Perkiraan Suhu Menggunakan Algoritma Recurrent Neural Network Long Short Term Memory

Zahidin, Ilham (Unknown)
Kanata, Bulkis (Unknown)
Akbar, Lalu A. Syamsul Irfan (Unknown)



Article Info

Publish Date
30 Nov 2024

Abstract

Air temperature is a critical variable in weather conditions that affects various aspects of human life, including health, agriculture, and the economy. In Indonesia, particularly in Mataram City, which is situated in a tropical region, significant temperature changes can impact sectors such as tourism, agriculture, and daily activities. Accurate temperature forecasting can aid the public, industries, and the government in making more informed decisions, both for short-term and long-term planning. However, weather in tropical regions like Mataram tends to be difficult to predict accurately due to its dynamic nature and the influence of multiple atmospheric factors. Conventional weather prediction methods often fail to capture the complex patterns in historical temperature data, necessitating more advanced methods to improve forecast accuracy. Recurrent Neural Networks (RNNs), particularly the Long Short-Term Memory (LSTM) variant, have proven to be highly effective tools for modeling complex time series data.

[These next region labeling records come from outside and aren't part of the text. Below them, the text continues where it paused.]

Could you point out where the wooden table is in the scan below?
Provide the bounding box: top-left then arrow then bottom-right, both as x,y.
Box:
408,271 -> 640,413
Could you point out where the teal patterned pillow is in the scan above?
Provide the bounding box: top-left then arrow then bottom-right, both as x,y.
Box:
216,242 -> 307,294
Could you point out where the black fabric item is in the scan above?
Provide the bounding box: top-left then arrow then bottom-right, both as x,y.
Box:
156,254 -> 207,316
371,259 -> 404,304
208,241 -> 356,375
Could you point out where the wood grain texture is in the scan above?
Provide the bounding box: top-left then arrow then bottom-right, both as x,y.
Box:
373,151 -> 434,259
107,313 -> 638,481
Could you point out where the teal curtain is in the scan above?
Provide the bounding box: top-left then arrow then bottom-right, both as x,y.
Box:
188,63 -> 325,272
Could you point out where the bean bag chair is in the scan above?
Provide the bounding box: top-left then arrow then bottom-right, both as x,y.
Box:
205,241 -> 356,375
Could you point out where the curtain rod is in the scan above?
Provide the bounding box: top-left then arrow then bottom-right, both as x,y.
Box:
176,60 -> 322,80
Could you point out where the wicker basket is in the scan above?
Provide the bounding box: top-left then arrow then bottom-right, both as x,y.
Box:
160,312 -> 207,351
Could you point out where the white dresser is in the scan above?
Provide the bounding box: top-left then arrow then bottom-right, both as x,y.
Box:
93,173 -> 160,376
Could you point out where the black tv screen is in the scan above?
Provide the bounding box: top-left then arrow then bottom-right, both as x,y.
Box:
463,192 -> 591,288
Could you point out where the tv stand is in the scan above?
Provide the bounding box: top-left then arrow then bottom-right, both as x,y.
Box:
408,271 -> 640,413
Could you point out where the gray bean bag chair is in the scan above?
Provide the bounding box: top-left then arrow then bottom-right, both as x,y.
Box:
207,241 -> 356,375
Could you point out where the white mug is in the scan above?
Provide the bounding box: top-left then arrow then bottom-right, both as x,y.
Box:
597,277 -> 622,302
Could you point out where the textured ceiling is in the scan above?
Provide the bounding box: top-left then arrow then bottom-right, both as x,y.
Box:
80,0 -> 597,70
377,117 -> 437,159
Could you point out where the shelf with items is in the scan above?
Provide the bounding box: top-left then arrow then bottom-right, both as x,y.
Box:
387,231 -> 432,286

This algorithm can retain long-term information and recognize patterns in data that change over time, making it well-suited for temperature prediction challenges. In this study, the RNN-LSTM algorithm is applied to forecast temperatures in Mataram City, aiming to improve forecast accuracy and produce results useful for various purposes. The temperature prediction model using the LSTM algorithm involves several steps: data collection, data normalization, splitting data into test and training sets, building the LSTM model by determining the number of epochs, layers, and batch size, and finally, evaluating the model with RMSE. Two parameters, epoch and batch size, influence the LSTM model’s forecasting results in this study. Epochs used in this study are 5, 10, 20, 30, 40, 50, and 100, with a fixed batch size of 32. The LSTM algorithm employs the RMSProp optimizer. The temperature prediction model using the LSTM method achieved the best average accuracy with a batch size of 32 and 50 epochs, yielding an RMSE value of 0.13 and a prediction accuracy of 99.96% in forecasting Mataram City’s temperature for the year 2023.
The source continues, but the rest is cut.